To be explicit. Assume your initial coordinate is $(1,0,0,0)$ and the final coordinate is $(0,1,0,0)$. Then we have
$$ M_1 = \begin{pmatrix} 0 & -1 & 0 & 0\\ 1 & 0 & 0 & 0 \\ 0 & 0 & 1 & 0 \\ 0 & 0 & 0 & 1\end{pmatrix}$$
If you take $O$, parametrized by $\theta$, to be
$$ O(\theta) = \begin{pmatrix} 1 & 0 & 0 & 0 \\ 0 & 1 & 0 & 0\\ 0 & 0 & \cos\theta & \sin\theta \\ 0 & 0 & -\sin\theta & \cos\theta\end{pmatrix}$$
then you can check that $O(\theta)M_1$ will send $(1,0,0,0)$ to $(0,1,0,0)$ for any $\theta$, but the matrices $O(\theta)M_1$ are all different for $\theta$ in the range $0 \leq \theta < 2\pi$. 

So what does this mean physically? Moving "forward" in Euclidean space is not as simple an issue as you think. The analogue of the different $O(\theta)$ in 3 dimension Euclidean space corresponds to rotating the whole space along the axis of travel! In other words, imagine you have a spaceship in Euclidean space and it spins (with the axis of spinning in the same direction of its travel) while it moves forward. This is what $O(\theta)$ captures, the spinning. 
Without getting too much into the gory details, I will note that this ambiguity lies in the heart of differential/Riemannian geometry, and is closely connected with the notion of parallel transport. 
In any case, using a bit of differential geometry, you can see that the matrix $M_1$ defined above is the "correct" notion of translation is you do not want "spinning". 

Okay, enough about that. How to actually implement this?
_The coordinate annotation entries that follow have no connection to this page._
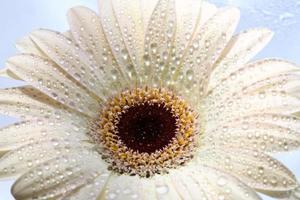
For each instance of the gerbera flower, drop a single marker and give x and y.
(149, 100)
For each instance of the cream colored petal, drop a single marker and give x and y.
(256, 76)
(290, 122)
(240, 49)
(189, 13)
(28, 103)
(6, 73)
(88, 33)
(123, 187)
(255, 168)
(193, 73)
(165, 189)
(27, 45)
(238, 106)
(45, 76)
(61, 175)
(295, 194)
(159, 40)
(208, 10)
(205, 183)
(147, 8)
(91, 191)
(117, 42)
(254, 135)
(69, 57)
(129, 17)
(36, 152)
(25, 132)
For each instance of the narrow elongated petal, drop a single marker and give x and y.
(255, 76)
(117, 42)
(69, 57)
(91, 191)
(204, 49)
(36, 152)
(45, 75)
(27, 45)
(159, 40)
(255, 135)
(188, 17)
(240, 49)
(28, 103)
(22, 133)
(278, 102)
(7, 73)
(147, 8)
(88, 33)
(64, 174)
(255, 168)
(127, 187)
(129, 17)
(205, 183)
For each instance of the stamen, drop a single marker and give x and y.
(146, 131)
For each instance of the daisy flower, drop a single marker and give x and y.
(150, 99)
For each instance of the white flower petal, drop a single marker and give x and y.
(295, 194)
(88, 33)
(205, 183)
(238, 106)
(69, 57)
(255, 76)
(123, 187)
(36, 152)
(59, 176)
(204, 49)
(159, 38)
(5, 72)
(27, 45)
(255, 135)
(44, 75)
(255, 168)
(240, 49)
(28, 103)
(189, 14)
(208, 10)
(25, 132)
(129, 17)
(117, 42)
(147, 8)
(91, 191)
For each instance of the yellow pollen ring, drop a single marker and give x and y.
(123, 159)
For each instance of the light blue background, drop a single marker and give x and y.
(18, 18)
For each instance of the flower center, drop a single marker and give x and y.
(146, 131)
(146, 127)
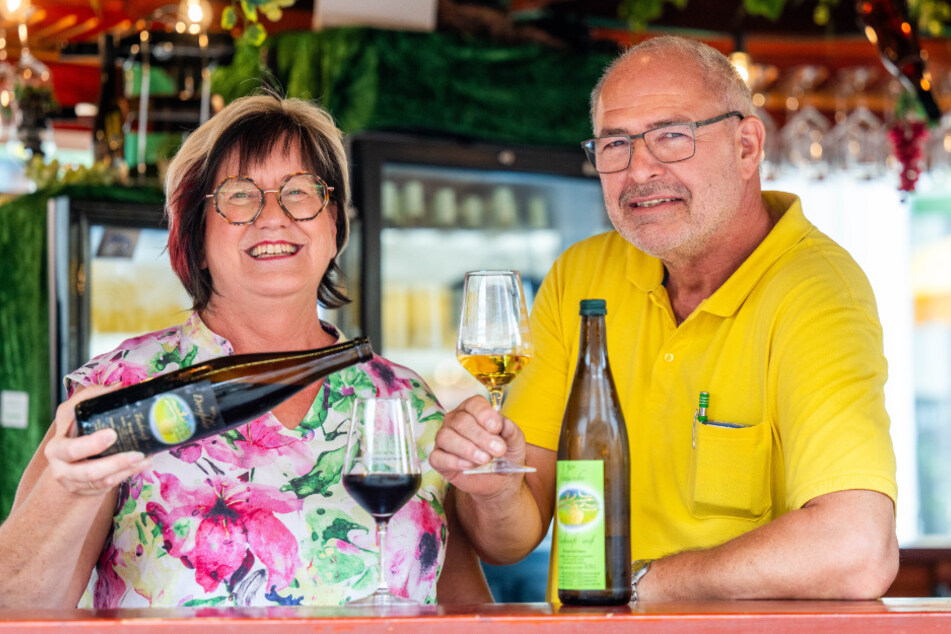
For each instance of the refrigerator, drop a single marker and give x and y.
(429, 209)
(109, 279)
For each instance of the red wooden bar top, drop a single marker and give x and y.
(886, 615)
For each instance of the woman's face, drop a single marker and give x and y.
(273, 257)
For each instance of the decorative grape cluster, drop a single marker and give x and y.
(907, 138)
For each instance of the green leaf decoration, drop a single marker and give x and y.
(229, 18)
(771, 9)
(639, 12)
(255, 34)
(250, 10)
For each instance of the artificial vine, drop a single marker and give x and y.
(933, 16)
(249, 12)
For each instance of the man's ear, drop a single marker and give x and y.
(751, 135)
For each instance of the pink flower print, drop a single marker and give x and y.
(121, 372)
(110, 587)
(412, 549)
(235, 522)
(260, 442)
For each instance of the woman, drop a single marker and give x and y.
(256, 206)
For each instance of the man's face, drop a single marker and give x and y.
(672, 211)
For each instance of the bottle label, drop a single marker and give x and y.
(163, 420)
(579, 516)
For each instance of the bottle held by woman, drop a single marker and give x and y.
(211, 397)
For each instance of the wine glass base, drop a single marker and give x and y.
(383, 598)
(500, 465)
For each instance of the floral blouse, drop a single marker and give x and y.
(258, 516)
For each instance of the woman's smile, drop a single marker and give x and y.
(267, 250)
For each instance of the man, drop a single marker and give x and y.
(711, 285)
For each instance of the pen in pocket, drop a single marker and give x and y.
(700, 416)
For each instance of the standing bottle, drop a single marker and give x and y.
(210, 397)
(592, 514)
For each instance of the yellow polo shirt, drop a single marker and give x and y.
(789, 348)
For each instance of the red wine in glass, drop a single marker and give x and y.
(381, 494)
(381, 472)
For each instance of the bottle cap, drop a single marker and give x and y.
(593, 307)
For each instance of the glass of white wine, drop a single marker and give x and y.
(494, 341)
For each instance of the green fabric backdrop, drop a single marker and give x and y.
(24, 317)
(373, 79)
(368, 79)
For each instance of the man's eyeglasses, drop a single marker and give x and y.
(302, 196)
(668, 144)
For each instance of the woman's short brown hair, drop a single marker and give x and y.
(250, 128)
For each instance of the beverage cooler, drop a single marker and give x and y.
(430, 209)
(109, 279)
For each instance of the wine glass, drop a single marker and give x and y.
(494, 342)
(381, 472)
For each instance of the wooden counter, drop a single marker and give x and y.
(868, 617)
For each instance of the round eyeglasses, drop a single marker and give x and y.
(302, 196)
(668, 144)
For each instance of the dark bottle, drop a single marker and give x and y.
(210, 397)
(592, 514)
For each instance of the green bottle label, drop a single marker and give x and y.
(163, 420)
(579, 518)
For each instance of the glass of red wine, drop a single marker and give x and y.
(381, 472)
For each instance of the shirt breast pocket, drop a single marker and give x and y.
(730, 470)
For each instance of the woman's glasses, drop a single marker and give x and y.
(302, 196)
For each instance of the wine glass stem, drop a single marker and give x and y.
(381, 538)
(495, 396)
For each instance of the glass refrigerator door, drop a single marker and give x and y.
(440, 222)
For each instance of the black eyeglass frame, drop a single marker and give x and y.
(322, 182)
(588, 145)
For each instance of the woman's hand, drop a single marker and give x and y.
(471, 435)
(68, 453)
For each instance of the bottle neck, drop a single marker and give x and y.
(594, 348)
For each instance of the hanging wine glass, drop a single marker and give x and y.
(805, 126)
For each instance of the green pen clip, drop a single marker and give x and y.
(700, 416)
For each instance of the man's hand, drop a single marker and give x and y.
(504, 515)
(471, 435)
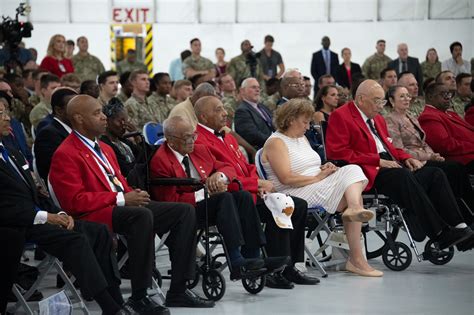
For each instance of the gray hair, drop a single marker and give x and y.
(171, 124)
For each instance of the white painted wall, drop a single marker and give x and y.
(295, 41)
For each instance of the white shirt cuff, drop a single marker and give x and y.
(41, 217)
(120, 199)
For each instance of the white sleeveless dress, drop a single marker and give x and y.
(305, 161)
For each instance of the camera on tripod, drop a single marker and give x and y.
(12, 31)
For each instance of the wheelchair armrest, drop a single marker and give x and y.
(175, 182)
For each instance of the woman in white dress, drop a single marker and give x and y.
(295, 169)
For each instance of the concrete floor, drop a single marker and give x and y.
(423, 288)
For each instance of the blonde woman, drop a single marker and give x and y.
(55, 60)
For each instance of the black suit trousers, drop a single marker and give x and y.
(236, 218)
(12, 242)
(86, 250)
(426, 194)
(285, 242)
(138, 225)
Let's say that the viewer is sitting at coordinates $(x,y,z,w)$. And let's say the viewer is facing in the direction of $(\delta x, \delta y, \delta z, \delta w)$ with $\delta x^2 + \delta y^2 + \delta z^2 + \delta w^2 = 1$. Notice that since the direction the viewer is facing is tangential to the hypersphere, it must be perpendicular to the coordinates, that is
$$ x\cdot \delta x + y\cdot \delta y + z \cdot \delta z + w \cdot \delta w = 0$$
Given these two vectors, you can use some linear algebra to complete them to an orthonormal basis of four dimensional space (which can be obtained by solving some linear equations based on orthogonality to the two given vectors), call the two additional vectors $(a,b,c,d)$ and $(a',b',c',d')$. Then your translation matrix should be given by
$$ M(\phi) = \begin{pmatrix} x & \delta x & a & a'\\ y & \delta y & b & b' \\ z & \delta z & c & c' \\ w & \delta w & d & d'\end{pmatrix} \begin{pmatrix} \cos(\phi) & \sin(\phi) & 0 & 0\\ -\sin(\phi) & \cos(\phi) & 0 & 0 \\ 0 & 0 & 1 & 0 \\ 0 & 0 & 0 & 1\end{pmatrix} \begin{pmatrix} x & y & z & w\\ \delta x & \delta y & \delta z & \delta w \\ a & b & c & d \\ a' & b' & c' & d'\end{pmatrix} $$
A quick explanation: by fixing the orthonormal basis, we can use it to construct an orthogonal transformation to a coordinate system in which the viewer sits at $(1,0,0,0)$ and is facing in the $(0,1,0,0)$ direction. Then all we need to do is to conjugate back the transportation matrix for that situation. The $\phi$ parameter measures the (angular) distance you travelled on the hypersphere.